Dynamic Slicing & Matching are powerful analysis that are useful for many applications. The large amounts of information collected to enable computation of dynamic program slices can easily cause the machine to run out of memory. In our recent work we have experimentally evaluated various precise and imprecise dynamic slicing algorithms to show the drawbacks of imprecise slicing. We have shown that whole execution trace representation enables rapid dynamic program slicing of realistic program runs without running out of memory. Dynamic matching of whole execution traces of two program versions is being carried out to enable a wide range of applications including those of piracy detection, some debugging scenarios, and software maintenance. Unlike some static approaches for matching program versions, our approach does not require access to source code of the two program versions. Rich program execution histories enable us to rapidly produce highly accurate matches. Our work differs from static differencing techniques as it enables matching of code sequences that dynamically behave the same even though they statically appear to be different.

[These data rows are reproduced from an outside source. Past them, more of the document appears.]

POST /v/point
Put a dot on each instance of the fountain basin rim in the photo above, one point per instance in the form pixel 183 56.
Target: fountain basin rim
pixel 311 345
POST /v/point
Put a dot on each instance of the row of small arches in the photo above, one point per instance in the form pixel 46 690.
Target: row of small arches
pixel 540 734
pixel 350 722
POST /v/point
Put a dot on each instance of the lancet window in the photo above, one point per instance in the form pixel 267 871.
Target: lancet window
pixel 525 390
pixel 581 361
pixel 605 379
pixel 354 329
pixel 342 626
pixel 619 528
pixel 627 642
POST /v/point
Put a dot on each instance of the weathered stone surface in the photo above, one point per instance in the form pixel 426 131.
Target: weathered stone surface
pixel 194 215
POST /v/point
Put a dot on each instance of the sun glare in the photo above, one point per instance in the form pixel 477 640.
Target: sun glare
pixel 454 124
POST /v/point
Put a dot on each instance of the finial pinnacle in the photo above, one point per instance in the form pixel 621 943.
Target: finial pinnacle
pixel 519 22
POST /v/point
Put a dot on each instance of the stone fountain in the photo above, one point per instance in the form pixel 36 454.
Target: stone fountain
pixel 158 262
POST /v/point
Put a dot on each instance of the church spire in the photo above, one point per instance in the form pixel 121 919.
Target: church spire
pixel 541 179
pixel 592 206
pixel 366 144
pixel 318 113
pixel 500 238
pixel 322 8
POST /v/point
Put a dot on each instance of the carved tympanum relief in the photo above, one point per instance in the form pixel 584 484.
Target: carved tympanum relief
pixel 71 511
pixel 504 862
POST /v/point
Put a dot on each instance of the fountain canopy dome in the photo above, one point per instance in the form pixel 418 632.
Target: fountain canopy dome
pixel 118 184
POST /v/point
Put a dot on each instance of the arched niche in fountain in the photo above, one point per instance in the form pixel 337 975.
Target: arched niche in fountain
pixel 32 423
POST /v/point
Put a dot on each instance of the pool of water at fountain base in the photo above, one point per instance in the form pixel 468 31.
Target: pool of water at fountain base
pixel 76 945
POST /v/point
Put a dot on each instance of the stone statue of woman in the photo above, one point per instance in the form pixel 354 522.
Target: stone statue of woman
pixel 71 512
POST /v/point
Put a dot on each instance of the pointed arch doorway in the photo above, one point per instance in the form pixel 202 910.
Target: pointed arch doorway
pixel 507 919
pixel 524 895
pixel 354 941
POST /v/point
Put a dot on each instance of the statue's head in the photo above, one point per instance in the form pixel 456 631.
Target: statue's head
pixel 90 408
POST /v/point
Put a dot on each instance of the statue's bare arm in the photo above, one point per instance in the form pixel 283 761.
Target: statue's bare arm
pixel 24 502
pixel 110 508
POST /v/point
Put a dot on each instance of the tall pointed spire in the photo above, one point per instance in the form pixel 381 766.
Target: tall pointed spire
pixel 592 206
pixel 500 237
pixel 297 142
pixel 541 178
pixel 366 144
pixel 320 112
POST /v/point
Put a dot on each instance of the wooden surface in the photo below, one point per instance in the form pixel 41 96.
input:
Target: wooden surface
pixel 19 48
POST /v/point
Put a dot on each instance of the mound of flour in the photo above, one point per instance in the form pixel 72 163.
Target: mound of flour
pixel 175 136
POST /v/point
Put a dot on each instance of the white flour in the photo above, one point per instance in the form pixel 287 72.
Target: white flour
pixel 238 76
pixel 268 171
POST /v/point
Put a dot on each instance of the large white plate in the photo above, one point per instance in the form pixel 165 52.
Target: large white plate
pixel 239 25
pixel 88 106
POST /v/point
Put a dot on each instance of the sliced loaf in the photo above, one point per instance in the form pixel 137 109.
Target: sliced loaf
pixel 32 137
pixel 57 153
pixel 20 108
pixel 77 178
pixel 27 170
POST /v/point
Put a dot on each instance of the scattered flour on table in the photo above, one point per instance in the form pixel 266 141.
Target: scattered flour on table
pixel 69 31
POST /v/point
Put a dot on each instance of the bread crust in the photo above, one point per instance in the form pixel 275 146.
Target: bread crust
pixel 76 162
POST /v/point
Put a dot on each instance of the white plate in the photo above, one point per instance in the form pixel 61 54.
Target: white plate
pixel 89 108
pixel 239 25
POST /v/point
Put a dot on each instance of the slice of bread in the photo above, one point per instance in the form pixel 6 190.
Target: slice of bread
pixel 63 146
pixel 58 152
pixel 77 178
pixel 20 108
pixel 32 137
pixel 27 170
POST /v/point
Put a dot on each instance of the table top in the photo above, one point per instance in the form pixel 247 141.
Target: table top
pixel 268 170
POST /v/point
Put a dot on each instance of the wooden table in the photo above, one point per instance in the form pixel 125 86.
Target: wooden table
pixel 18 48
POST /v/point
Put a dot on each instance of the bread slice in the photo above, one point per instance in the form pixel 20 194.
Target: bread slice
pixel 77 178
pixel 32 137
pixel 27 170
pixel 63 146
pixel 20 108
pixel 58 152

Fault Location & Correction. After developing practical implementations of dynamic slicing we have employed it for fault location. Three different types of dynamic slices are being used for fault location: backward slices of erroneous values; forward slices of minimal fault inducing inputs; and bidirectional slices of critical predicates. We have also developed techniques for pruning dynamic slices based upon positive evidence indicating that some of the statements in the dynamic slices may be expected to be correct because they are responsible for producing correct results. Location of faults is also important for security because faults can often be used to launch attacks. We have also developed a new approach to locate and correct an erroneous statement in a faulty function. Our approach combines ideas from software testing and weakest preconditions used in correctness proof methods to locate a likely erroneous statement. Our recent work is aimed at developing techniques for automatically identifying corrupted program state and determining corrections to the corrupted state. Our results show that this approach performs fault location with a very high degree of precision.
Software Testing is an important activity undertaken to improve the reliability of software. We have developed a greedy heuristic algorithm that iteratively exploits the implications among the test cases and implications among the requirements to generate a minimized suite that covers the same set of requirements as that of the unminimized suite. To address the problem of fault loss due to removing test cases from test suite, we have also developed a technique to selectively retain coverage redundant test cases that are likely to expose new faults. We have developed a new structural coverage criterion called invariant-coverage criterion for generating inputs to detect likely program invariants. We have developed numerical iterative techniques for automatically generating test data for a given path in a program.